# Places to buy Zoanthids and others



## Phormium (Dec 28, 2012)

So I am ready to start introducing livestock to my 75 gal tank and I've been looking all over the Internet to try and find places that sell things I might be interested in. I already know that I want some certain Zoanthids/Palythoas and some softies (as I am doing a colour-themed tank) and some Dendrophyllia, Duncan and, well I just don't know yet what elese.
This has probably been talked about in the past, but I'm just wondering where/how people normally shop and browse. What options are there? Oceanic Corals, Fragbox, Fragalot, Fragcave, J+L, BigShowFrags, MadJelly Corals. Does anyone have any opinions on this or have I already answered my own question?


----------



## JTang (Apr 21, 2010)

Zoas n palys, especially nice color ones, are damn expensive at JL n some other LFS. Online frags are risky sometimes. You never know what you will be getting even they are WYSIWYG. I have only dealt with Fragalot n Fragbox. If I'm gonna do another Group Buy, Fragbox will be my choice.

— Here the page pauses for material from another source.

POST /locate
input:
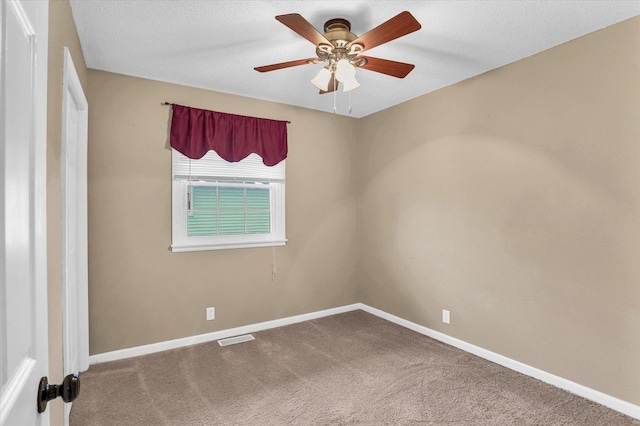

The cheapest way though (if you're not in a rush) is to get them through members. Lot of us are crazy zoas n paly collectors. Just post a LF and see what's out there...


----------



## scott tang (Jan 29, 2012)

<<< crazy zoa and paly colector 


frag box gets my vote im hoping for another gb soon !


----------



## SeaHorse_Fanatic (Apr 22, 2010)

PM sent...


----------